The site was hosted by Northstar (a US based IT company that was run by a Lego fan. It provided the physical computer hardware that the Brickset.com website runs on). Northstar was sold to OnRamp Indiana (ORI is a slightly bigger IT company, which is also an Internet Service Provider). It remained on the same hardware and has been running perfectly well, until Monday last week.
Then I started seeing loads of network related errors from the front-end (the webserver) which couldn't connect to the back-end database. (The back-end database holds the records of all the sets and the data associated with them, i.e. what is in your collection, my collection, and every other user etc, along with a lot of other data that it provides to the webserver front-end to create webpages when you request them.)
ORI said the Northstar network infrastructure was to blame and that the solution was to move it to their servers/network. That started on Thursday. It should have been a straightforward job but it took 3 days, until yesterday when they finally got it up and running. However it's now using a SQL Express back end instead of SQL2008, on the same server as the front-end, which is not ideal, because they claimed that it was overloading their SQL server. It was still incredibly slow as the CPU was constantly 100%. It *could* be because of a DoS attack overloading things, I'm personally not convinced and I will investigate further today. (Translation: ORI have bodged a quick and dirty solution with everything (front-end webserver software and back-end database) all on one server - not the industry standard way to do it and not very scalable when you have lots of users - it is better for a number of reasons to have the front-end web server deal just with webpage serving and a separate back-end database server deal with the the data itself.)

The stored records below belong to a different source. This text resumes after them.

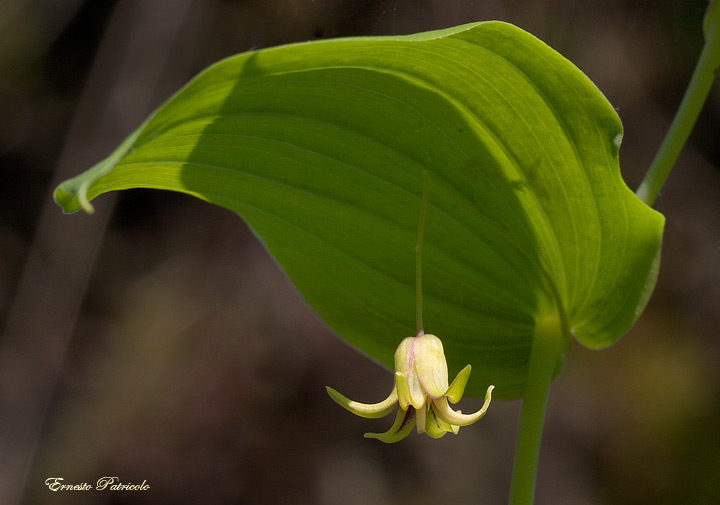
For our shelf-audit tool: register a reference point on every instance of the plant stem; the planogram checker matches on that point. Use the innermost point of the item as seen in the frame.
(689, 110)
(547, 349)
(418, 255)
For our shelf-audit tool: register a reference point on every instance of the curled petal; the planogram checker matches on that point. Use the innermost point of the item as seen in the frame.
(400, 429)
(457, 418)
(369, 410)
(457, 388)
(436, 427)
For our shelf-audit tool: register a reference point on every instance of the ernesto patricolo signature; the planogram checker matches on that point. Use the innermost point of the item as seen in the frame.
(103, 483)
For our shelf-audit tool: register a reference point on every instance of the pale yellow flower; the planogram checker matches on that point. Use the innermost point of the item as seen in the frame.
(421, 390)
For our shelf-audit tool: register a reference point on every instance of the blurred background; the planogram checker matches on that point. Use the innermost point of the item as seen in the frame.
(157, 341)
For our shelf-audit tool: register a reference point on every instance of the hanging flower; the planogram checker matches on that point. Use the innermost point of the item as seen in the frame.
(421, 390)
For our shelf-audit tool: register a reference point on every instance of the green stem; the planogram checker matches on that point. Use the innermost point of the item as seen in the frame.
(689, 110)
(547, 349)
(418, 255)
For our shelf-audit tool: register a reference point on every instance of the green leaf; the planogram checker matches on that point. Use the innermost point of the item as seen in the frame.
(320, 147)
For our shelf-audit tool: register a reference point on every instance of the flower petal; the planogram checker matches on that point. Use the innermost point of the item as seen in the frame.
(400, 429)
(405, 393)
(369, 410)
(457, 418)
(420, 419)
(430, 365)
(457, 388)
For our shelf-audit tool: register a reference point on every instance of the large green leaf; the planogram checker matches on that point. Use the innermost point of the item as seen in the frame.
(320, 147)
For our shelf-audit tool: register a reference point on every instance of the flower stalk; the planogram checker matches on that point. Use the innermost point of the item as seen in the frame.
(689, 110)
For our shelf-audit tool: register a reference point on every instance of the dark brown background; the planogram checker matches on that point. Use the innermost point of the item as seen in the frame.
(157, 340)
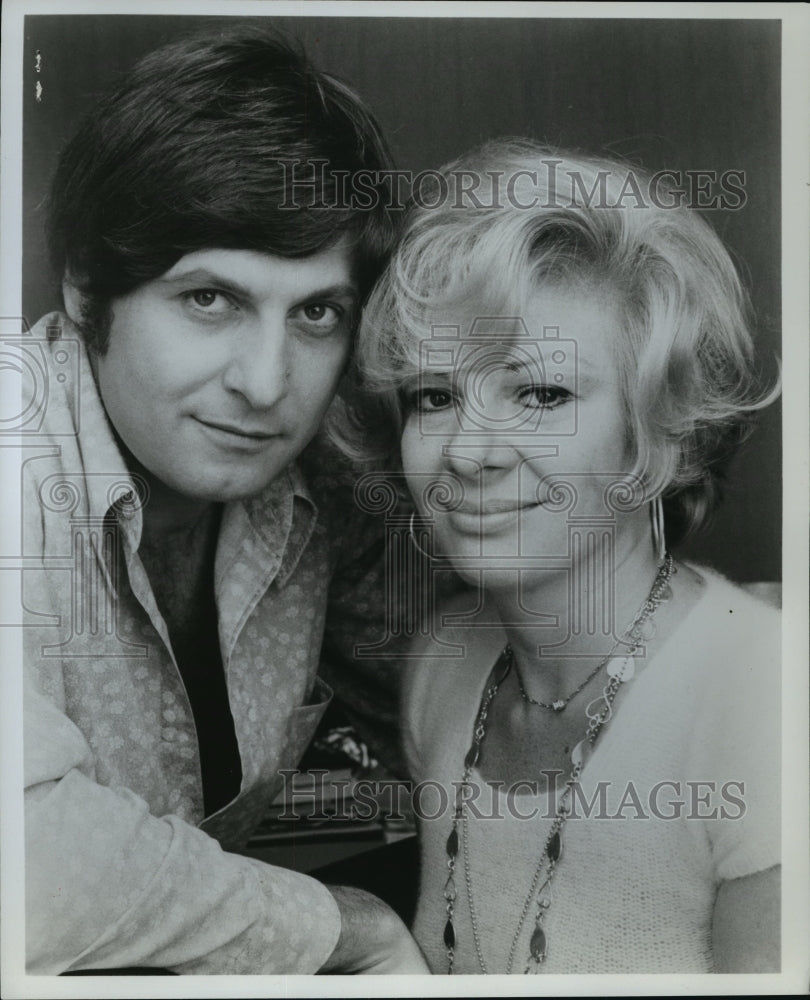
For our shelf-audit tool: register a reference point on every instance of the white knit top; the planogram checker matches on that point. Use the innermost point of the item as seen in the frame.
(634, 889)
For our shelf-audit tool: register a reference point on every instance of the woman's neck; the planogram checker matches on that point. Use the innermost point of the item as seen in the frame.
(593, 609)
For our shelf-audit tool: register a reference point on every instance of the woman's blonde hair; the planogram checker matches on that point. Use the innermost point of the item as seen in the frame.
(513, 214)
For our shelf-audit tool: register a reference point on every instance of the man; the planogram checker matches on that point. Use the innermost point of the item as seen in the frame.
(181, 561)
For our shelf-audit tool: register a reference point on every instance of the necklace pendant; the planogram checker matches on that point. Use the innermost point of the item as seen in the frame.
(538, 946)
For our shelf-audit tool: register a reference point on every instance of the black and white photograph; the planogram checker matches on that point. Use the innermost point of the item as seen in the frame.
(405, 499)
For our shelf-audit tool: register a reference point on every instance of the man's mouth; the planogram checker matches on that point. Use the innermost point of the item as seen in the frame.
(238, 430)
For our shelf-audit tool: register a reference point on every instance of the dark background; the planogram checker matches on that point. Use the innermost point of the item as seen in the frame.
(667, 94)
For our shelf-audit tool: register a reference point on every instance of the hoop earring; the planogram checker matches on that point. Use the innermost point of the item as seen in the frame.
(416, 544)
(658, 529)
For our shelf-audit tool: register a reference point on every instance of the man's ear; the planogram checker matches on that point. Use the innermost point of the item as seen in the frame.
(74, 301)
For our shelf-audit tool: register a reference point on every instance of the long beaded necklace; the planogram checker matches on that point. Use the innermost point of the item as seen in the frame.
(598, 713)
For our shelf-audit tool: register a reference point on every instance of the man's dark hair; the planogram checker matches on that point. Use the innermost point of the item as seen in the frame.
(199, 148)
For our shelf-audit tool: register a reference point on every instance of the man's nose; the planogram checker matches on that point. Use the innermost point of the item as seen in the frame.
(259, 367)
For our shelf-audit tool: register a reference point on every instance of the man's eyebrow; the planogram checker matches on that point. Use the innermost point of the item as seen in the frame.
(204, 277)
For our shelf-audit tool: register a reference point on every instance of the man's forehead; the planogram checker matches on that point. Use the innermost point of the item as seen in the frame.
(256, 273)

As it stands now, I've taken the old site offline and run up the new one (at new.brickset.com) and the CPU is averaging 25% with c.250 users so it appears to be holding up. (It could be worse considering the above comment!)
*If* it is a DoS then the pages the attacker is requesting on the old site won't be served which will prevent the database and server being overloaded. I'l leave in that state today to see what happens. Do let me know how it is for you. (DoS is short for 'Denial of Service' attack, which in simple terms is when someone tries to crash or degrade a websites performance by repeatedly requesting the same page many times a second. When people say DoS they usually mean DDoS, which is a Distributed DoS attack where the attacker uses 10s, 100s or 1000s of PCs, rather than just the one, to make those malicious page requests. Large Internet providers and Web Hosting companies have specialised systems to mitigate these types of attacks.)

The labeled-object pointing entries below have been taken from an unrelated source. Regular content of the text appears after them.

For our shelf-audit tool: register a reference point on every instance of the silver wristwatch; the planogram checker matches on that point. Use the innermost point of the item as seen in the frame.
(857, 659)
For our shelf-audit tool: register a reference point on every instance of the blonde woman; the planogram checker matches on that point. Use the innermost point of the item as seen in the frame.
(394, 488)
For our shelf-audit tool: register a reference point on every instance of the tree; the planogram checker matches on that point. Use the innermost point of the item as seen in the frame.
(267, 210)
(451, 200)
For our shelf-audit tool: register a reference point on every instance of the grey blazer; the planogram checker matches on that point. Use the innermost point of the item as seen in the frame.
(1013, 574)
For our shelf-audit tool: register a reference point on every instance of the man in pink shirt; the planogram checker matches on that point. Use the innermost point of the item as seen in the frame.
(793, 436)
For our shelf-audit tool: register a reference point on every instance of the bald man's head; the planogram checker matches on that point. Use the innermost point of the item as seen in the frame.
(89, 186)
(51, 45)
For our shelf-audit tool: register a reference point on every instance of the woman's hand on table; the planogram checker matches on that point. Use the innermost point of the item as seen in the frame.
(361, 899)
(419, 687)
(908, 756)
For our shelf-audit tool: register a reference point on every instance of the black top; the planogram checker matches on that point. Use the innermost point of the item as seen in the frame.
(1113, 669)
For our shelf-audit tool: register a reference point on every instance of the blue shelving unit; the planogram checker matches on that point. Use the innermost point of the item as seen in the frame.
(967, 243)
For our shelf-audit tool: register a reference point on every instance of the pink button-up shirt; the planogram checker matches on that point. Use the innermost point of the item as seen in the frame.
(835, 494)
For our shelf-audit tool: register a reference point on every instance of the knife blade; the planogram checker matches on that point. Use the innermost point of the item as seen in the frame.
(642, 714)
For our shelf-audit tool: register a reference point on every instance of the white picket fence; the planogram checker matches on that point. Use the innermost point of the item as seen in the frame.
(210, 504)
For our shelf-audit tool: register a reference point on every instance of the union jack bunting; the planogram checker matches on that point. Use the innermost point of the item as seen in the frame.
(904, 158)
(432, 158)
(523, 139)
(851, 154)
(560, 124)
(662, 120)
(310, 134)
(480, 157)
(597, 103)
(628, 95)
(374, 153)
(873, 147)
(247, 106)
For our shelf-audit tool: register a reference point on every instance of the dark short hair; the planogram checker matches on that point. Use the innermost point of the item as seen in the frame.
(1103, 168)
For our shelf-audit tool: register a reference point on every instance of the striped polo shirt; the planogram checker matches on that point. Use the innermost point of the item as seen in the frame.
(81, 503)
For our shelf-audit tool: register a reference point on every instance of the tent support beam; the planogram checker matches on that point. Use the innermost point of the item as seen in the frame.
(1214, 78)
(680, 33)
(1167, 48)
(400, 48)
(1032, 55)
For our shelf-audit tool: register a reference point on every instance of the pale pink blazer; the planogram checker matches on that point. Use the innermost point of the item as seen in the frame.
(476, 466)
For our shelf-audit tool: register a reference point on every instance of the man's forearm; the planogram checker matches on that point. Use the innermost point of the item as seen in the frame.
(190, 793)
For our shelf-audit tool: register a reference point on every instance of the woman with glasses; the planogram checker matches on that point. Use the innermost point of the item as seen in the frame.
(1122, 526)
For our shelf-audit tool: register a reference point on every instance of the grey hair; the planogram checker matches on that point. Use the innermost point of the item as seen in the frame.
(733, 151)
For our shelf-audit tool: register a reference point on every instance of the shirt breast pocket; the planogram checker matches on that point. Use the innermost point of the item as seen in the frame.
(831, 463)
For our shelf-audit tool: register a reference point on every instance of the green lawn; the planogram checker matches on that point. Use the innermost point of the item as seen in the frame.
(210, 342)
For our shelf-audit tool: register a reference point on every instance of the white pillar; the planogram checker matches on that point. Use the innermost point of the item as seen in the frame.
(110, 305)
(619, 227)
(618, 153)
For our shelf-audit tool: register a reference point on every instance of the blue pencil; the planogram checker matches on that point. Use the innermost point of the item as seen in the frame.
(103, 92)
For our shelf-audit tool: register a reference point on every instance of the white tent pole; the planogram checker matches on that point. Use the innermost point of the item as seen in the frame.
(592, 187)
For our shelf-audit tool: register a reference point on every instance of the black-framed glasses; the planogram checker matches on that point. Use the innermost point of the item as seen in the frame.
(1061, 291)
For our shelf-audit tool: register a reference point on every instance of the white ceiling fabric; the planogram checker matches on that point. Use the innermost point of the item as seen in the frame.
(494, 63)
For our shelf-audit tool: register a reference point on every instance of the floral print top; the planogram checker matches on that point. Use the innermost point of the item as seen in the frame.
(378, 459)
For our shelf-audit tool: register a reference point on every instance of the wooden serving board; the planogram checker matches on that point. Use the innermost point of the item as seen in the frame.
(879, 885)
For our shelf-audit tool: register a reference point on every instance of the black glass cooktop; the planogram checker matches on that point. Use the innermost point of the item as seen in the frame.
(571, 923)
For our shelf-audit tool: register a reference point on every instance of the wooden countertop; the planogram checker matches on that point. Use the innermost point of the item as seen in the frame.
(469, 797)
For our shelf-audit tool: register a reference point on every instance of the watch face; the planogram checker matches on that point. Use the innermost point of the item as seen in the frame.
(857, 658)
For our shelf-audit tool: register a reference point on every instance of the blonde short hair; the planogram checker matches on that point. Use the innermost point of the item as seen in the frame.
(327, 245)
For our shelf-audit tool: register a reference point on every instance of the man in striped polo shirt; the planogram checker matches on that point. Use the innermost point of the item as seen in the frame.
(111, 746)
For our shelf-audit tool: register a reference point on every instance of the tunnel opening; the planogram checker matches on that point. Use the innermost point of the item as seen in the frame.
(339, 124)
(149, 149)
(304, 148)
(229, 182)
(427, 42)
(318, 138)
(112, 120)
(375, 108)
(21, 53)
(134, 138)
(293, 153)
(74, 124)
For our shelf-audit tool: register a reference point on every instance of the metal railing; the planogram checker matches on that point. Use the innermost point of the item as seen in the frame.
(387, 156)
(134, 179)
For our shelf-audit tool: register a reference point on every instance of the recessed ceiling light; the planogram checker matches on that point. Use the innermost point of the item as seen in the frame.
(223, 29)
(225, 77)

I am thinking of moving to a managed and monitored hosting solution with guaranteed uptime and SLAs, from a UK based company. (The US/UK time difference has proved frustrating). It will be far more expensive but obviously need to do something given the site is my livelihood now. (Given this is a 'business critical' site to Huw now, I'd agree it needs to be hosted by a serious player with the ability to deliver any uptime they promise and if something goes wrong have the spare capacity and expertise to fix the problem sharpish. Anyone with 'real' 24x7 support would be an improvement by the sound of it. Personally I'd look for someone that has a reputation for exceptional customer support be they in the US or the UK.